Entretien avec Michel Embarek : "Personne ne court plus vite qu'une balle"
Disciple avoué de Dashiell Hammett, Michel Embarek l'est tout autant d'Henri Vernes et sa detective story des aventures de Victor Woodrow nous est ici démontée, ventre à l'air, pièce par pièce.
Avec son chanteur alter-mondialiste trouvé mort à La Nouvelle Orleans et son polar qui file sur trois continents en remontant les traces laissées par de sombres embrouilles, Embarek, sous les traits de son détective, Victor Woodrow, s'amuse à retisser quelques vérités historiques au fil d'un roman d'aventures haletant : Personne ne court plus vite qu'une balle… Une tentative de remettre de la vie à la Nouvelle Orléans après Katrina, un Manu Chao plus faux que nature, des dignitaires vietnamiens haut en couleurs, une ville de Normandie en proie aux affres de la totale corruption sont quelques uns des ressorts ici mis en place. L'auteur se confie. Il fait bien.

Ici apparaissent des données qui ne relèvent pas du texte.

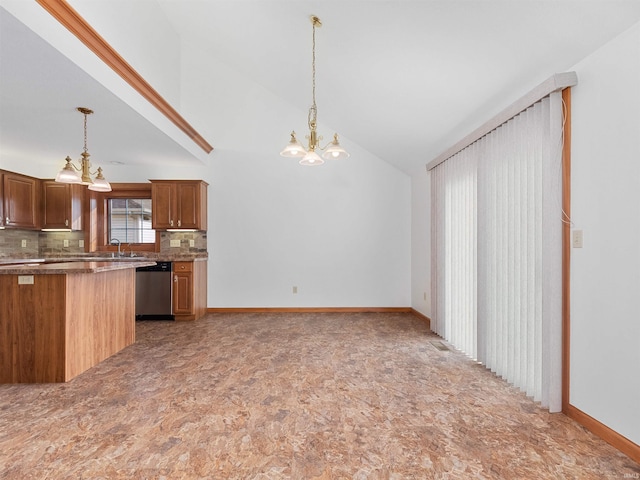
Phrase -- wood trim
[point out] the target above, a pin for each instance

G&O : D'où sort ton histoire ?
Michel Embarek : Les trois premiers Victor Woodrow étaient construits sur trois niveaux d’histoire, tous, que je maîtrisais sans problème. Mais, depuis un moment, même très longtemps, j’avais envie d’écrire un livre d’aventures. Parce que pour moi, le plus beau livre du monde c’est l’Ile au trésor de RL Stevenson. Donc j’avais envie d’écrire un livre d’aventures, et je me suis dit, pourquoi pas faire un simple livre linéaire d’aventure chronologique,. Donc j’ai écrit ça en 2014, j’ai remis le manuscrit avec six mois de retard à cause d’événements extérieurs. Une fois, je suis resté trois mois sans avancer tellement c’était raide, et puis, arrivé à la fin, je me suis dit « putain, si ça se trouve, je me suis complètement raté ». Bon ben il court après le pognon, il découvre des tas de trucs, il cherche du fric à tout prix, il leur faut du fric pour financer cette putain de tournée des lanceurs de marteau, il leur arrive 36 000 aventures…
Autrement comment le livre est né ? Comme souvent avec moi, y a un mec au bistrot, à Buenos Aires, -je me souviens très très bien de la scène- bon je ne saurai peut-être pas y retourner je sais pas ce qu’on foutait là-, c’est une espèce de grande esplanade, avec plein de bars, et je bois un coup avec un mec que j’avais rencontré et le type me raconte un tas de trucs sur un musicien, parce qu’il est plutôt dans le business musical sud-américain, et de là il me raconte les pires horreurs sur un musicien. Et moi je tombe du placard, je ne suis pas au courant du tout. D’abord, j’ai quitté ce milieu depuis 30 ans, et en plus c’est un musicien à propos duquel j’ai a priori plutôt de la sympathie. Et c’est vrai que… Ça ne s’arrête pas là, parce que le mec me raconte un truc, il me raconte des vols de musique. Ce qui est raconté dans le livre : voler du son. De là, je me suis mis à écouter la musique dans les bus, dans les taxis, dans la rue, c’est vrai que j’ai reconnu plein de trucs. Plein, plein de trucs. Ce fameux musicien il jouait partout aussi bien en Argentine qu’en Uruguay, il était partout. Et c’est parti de là, de cette idée. Ça c’est la base, quoi. D'en faire une histoire, qui passe par la Louisiane, le Vietnam et la France. Souvent un livre part d’une histoire qu’on m’a racontée ou dont j’ai été témoin. Le premier, La mort fait mal, le premier de la série des Woodrow, part de l’incendie criminel d’un grand magasin, que j’ai couvert comme journaliste. Mes livres tournent autour tous autour des mêmes choses : la corruption, la spéculation immobilière, la spéculation foncière, voilà.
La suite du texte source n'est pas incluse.